Но гораздо чаще все-таки сталкиваешься с обратным. Как раз коллектив, и
только он, коллективная работа, коллективная человечность удерживают
пошатнувшуюся личность в достоинстве и гармонии с собой. Удерживают, пока могут,
насколько могут. Только этим и держатся многие мои пациенты. Мы этого не ценим
и не замечаем, потому что у нас это норма; некоторые оценивают это, только
побывав за границей, познакомившись с иными, голо-денежными отношениями.
Поразительно, насколько живуче в людях это стремление к сообществу, к
единомыслию и единочувствию, как силен инстинкт бегства от одиночества.
Не нашедший себя в одном коллективе ищет другой, третий...
Сходятся между собой, поддерживают и возвышают друг друга даже глубоко
дефектные психические инвалиды, сверхскромные труженики лечебно-трудовых
мастерских.
Каждое «я» живет во множестве «мы», и если их вычеркнуть, останется,
пожалуй, только животное или еще меньше. Социальность составляет самое наше
существо, хоть мы и насквозь биологичны.
ПРАВО НА БРЕД
(Размышления о безотчетном общении)
Когда-нибудь речь исчезнет, говорят фантасты. И станут люди общаться
телепатическим или еще каким-нибудь парапутем и совершенно понимать друг друга.
Это когда-нибудь. А пока что повседневная нагрузка слова в нашем общении и
мышлении столь велика, что мы в конце концов привыкаем думать, будто слово
умеет и знает все. Мы забываем, что есть миры и миры, невместимые в слово, и
музыка только один из них.
Между тем совсем рядом с речью, в тесной с ней спайке и такой же рядовой
повседневности работают и иные средства общения, древние и неумирающие. Проще
всего разглядеть их, обратившись к нашим четвероногим приятелям.
Незадолго до первой мировой войны сенсационную известность приобрел сеттер
Дон, состоявший на службе в своре германского императора. Пес этот умел
говорить по-немецки. Лексика его, правда, была не слишком богата.
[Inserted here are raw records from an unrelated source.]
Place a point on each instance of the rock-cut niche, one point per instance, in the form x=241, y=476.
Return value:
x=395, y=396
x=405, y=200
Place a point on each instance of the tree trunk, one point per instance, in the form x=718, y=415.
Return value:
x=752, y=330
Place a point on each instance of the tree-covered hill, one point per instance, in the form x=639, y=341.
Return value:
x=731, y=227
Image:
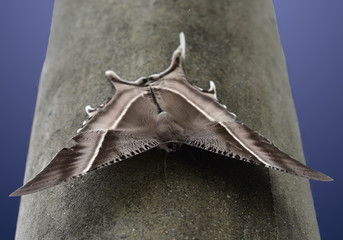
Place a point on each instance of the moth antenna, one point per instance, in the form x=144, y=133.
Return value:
x=212, y=89
x=114, y=78
x=183, y=45
x=90, y=111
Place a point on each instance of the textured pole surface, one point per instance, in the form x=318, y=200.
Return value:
x=235, y=44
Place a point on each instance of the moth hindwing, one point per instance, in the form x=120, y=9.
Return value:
x=157, y=111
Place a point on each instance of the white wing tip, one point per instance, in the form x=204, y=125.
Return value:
x=183, y=45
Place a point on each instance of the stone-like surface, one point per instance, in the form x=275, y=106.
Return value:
x=234, y=43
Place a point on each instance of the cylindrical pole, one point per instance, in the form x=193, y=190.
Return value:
x=234, y=43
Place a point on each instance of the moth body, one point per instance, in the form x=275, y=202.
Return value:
x=164, y=110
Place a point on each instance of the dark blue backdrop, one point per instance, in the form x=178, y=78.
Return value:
x=311, y=34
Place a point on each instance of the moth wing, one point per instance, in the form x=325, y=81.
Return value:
x=93, y=150
x=236, y=140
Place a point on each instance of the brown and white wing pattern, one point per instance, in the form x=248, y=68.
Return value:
x=208, y=125
x=94, y=149
x=124, y=127
x=155, y=111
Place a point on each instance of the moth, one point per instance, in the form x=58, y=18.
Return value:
x=163, y=110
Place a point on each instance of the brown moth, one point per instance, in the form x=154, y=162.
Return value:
x=164, y=110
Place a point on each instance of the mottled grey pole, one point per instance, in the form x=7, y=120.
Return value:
x=234, y=43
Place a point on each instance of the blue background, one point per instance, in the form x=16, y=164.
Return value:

Hunger
(голод), Kuchen (пирог), ja (да), nein (нет), да свое собственное имя Дон — вот
и все, что мог он произнести в ответ на задаваемые вопросы; кроме того, он, как
уверяли, выкрикивал еще по собственной инициативе «ruhe!» (тише! спокойно!),
когда другие собаки лаяли слишком громко.
Это не кажется столь уж невероятным, если мы примем во внимание характерные
особенности немецкого произношения; однако авторитетная ученая комиссия,
исследовавшая феномен, подчеркнула в своем отчете, что Дон не рычит и не
вылаивает слова, но очень отчетливо произносит, и в подтверждение увековечила
звуки собако-человеческой речи на фонографе (запись не сохранилась).